Estimating NVIDIA's Q4 2025 revenue from the capex of its four largest customers using linear regression results in an estimated revenue that is significantly higher than Wall Street's expectations.

Why Estimates For NVIDIA's Q4 Revenue Could Be Dead Wrong: The Case for NVIDIA's Next Blowout Report
Plot by the author.

This is the author’s opinion only, not financial advice, and is intended for entertainment purposes only. The author holds a beneficial long position in NVIDIA Corporation. The author receives no compensation for writing this article and has no business relationship with any of the companies mentioned. The following analysis has been carefully conducted, but numbers or calculations may be incorrect, leading to potentially incorrect results.
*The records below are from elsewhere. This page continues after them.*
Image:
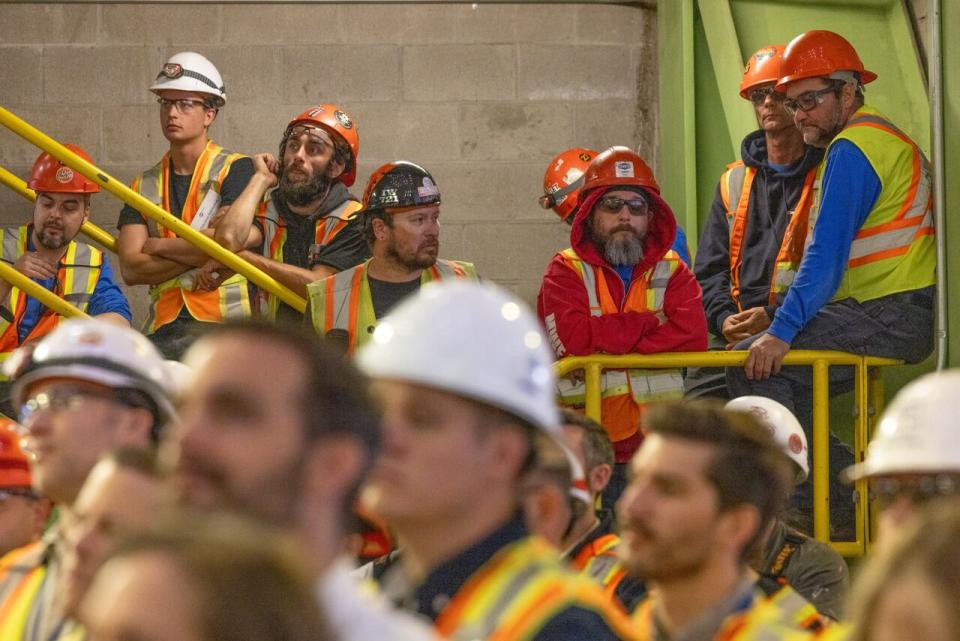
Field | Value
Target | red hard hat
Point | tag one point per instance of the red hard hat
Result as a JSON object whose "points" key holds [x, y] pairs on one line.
{"points": [[763, 67], [51, 175], [14, 467], [564, 179], [337, 123], [816, 54]]}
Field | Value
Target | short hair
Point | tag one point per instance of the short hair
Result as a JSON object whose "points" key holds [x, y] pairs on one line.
{"points": [[747, 467], [597, 448]]}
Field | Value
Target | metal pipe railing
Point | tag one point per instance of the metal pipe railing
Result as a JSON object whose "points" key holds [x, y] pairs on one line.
{"points": [[150, 210]]}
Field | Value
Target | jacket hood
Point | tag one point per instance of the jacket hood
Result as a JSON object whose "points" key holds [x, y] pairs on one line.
{"points": [[660, 233]]}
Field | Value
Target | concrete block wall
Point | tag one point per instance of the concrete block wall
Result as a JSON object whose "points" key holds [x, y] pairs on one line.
{"points": [[482, 95]]}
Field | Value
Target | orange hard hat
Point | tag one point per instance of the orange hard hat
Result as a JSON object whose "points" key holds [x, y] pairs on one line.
{"points": [[14, 467], [815, 54], [337, 123], [564, 179], [51, 175], [763, 67]]}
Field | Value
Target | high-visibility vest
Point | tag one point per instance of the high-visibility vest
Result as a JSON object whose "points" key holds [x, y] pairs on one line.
{"points": [[894, 250], [231, 299], [275, 235], [625, 392], [343, 301], [517, 592], [77, 276], [735, 186]]}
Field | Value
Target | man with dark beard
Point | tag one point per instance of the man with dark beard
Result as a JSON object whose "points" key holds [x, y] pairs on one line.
{"points": [[401, 223], [296, 216], [620, 289]]}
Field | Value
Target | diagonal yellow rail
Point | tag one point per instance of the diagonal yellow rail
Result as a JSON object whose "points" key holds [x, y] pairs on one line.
{"points": [[147, 208], [868, 395], [92, 231]]}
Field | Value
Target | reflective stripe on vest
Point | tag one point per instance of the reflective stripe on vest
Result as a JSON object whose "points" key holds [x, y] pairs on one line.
{"points": [[894, 250], [516, 593], [231, 299], [646, 293], [736, 186], [344, 302]]}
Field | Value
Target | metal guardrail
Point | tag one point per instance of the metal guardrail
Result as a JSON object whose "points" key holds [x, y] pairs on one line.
{"points": [[150, 210], [868, 391]]}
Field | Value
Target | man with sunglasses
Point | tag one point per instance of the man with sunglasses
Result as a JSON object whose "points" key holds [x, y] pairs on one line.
{"points": [[196, 181], [87, 388], [620, 289], [753, 239], [866, 281]]}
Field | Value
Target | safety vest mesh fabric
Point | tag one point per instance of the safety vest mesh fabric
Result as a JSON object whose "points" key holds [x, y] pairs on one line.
{"points": [[646, 294], [77, 277], [736, 184], [344, 302], [517, 592], [894, 250], [231, 299], [275, 236]]}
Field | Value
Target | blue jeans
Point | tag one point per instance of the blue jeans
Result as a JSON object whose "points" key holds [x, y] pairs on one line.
{"points": [[897, 326]]}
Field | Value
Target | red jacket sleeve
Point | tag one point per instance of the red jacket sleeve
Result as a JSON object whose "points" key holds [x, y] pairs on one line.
{"points": [[564, 310], [686, 326]]}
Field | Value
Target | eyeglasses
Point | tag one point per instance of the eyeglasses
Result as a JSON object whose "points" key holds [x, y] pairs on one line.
{"points": [[759, 96], [183, 105], [613, 204], [808, 100]]}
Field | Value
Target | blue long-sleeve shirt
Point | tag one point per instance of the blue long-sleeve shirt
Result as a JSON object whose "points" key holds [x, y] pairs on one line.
{"points": [[850, 188]]}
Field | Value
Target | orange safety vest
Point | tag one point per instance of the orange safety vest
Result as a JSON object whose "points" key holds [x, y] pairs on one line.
{"points": [[77, 277], [343, 301], [735, 187], [625, 392], [231, 299], [517, 592]]}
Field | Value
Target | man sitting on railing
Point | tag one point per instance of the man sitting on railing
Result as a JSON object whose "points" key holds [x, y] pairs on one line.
{"points": [[620, 289]]}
On January 31, I argued that the efficiency of DeepSeek-R1 was a bullish rather than bearish case for NVIDIA in the long run. At over 22%, NVIDIA is the largest position in the Innovation & Freedom Portfolio. I believe NVIDIA could beat expectations more than it has in a long time with its upcoming Q4 FY2025* earnings report.

*Note: Although it may sound confusing, NVIDIA is in fiscal year 2025 and will report its Q4 FY2025 results on February 26, 2025.

NVIDIA will report its Q4 FY2025 financial results on February 26. The consensus estimate for NVIDIA's Q4 revenue is $38.13 billion. In the past two weeks, Microsoft, Meta, Alphabet, and Amazon, NVIDIA's largest customers, have reported earnings. One of the biggest headlines was the announcement that these four companies plan to spend approximately $320 billion in capital expenditures (capex) through 2025:

Meta Alphabet Microsoft Amazon Sum
2024 ($bn) 39.2 52.6 75.6 77.8 245.2
2025 (planned, $bn) 65.0 75.0 80.0 100.0 320.0

Much less attention has been paid to the significant increase in capex by these companies in the last reported quarter:

Meta Alphabet Microsoft Amazon Sum
Last quarter reported ($bn) 14.425 14.276 15.804 27.834 72.339
Previous quarter ($bn) 8.258 13.061 14.923 22.620 58.862
Change from previous quarter +74.7% +9.3% +5.9% +23.1% +22.90%

Since these 4 companies are the largest buyers of NVIDIA's GPUs, it makes sense to examine a correlation between these companies' quarterly capex and NVIDIA's quarterly revenue. For the last 7 quarters, we get a strong correlation coefficient of 0.95 (Pearson correlation). Now, if we use linear regression to estimate NVIDIA's revenue for the yet-to-be-reported Q4 2025 based on this data, we get quarterly revenue of $49.265 billion, which is more than $10 billion above the consensus analyst estimate.

Plot by the author.

Of course, NVIDIA's GPUs account for only a portion of these 4 companies' reported capex. However, given the recent disappointing results from NVIDIA's competitor AMD, that portion may have increased. It could also be that a lot of datacenters have been built now and these costs were already incurred in previous quarters, leaving more capex for NVIDIA's GPUs - and the newly built datacenters should now have plenty of room for the upcoming Blackwell generation. Of course, companies like Alphabet are also building their own AI chips, but they are much less cost-effective than NVIDIA's Hopper generation and especially the upcoming Blackwell generation. Or as Amazon CEO Andy Jassy put it on an analyst call last week: "most AI compute has been driven by Nvidia chips, and we obviously have a deep partnership with Nvidia and will for as long as we can see into the future." All in all, one could assume that the share of capex from these 4 companies going to NVIDIA may have even increased in the last quarter.

In addition, there are other major buyers of NVIDIA's GPUs: xAI, for example, has also purchased tens of thousands of NVIDIA's GPUs and built the massive supercomputer Colossus with 100,000 NVIDIA Hopper GPUs. Another massive buyer of NVIDIA's GPUs has just formed with Project Stargate, which plans to invest a staggering $500 billion in new AI infrastructure over the next four years. All of this should continue to be a strong wind in NVIDIA's sails.

Estimating NVIDIA's upcoming quarterly revenue based solely on the most recent quarterly capex of four of its largest customers may not be a sufficient methodology. However, this projection could be a sign that Wall Street's consensus estimate could be significantly beaten on February 26.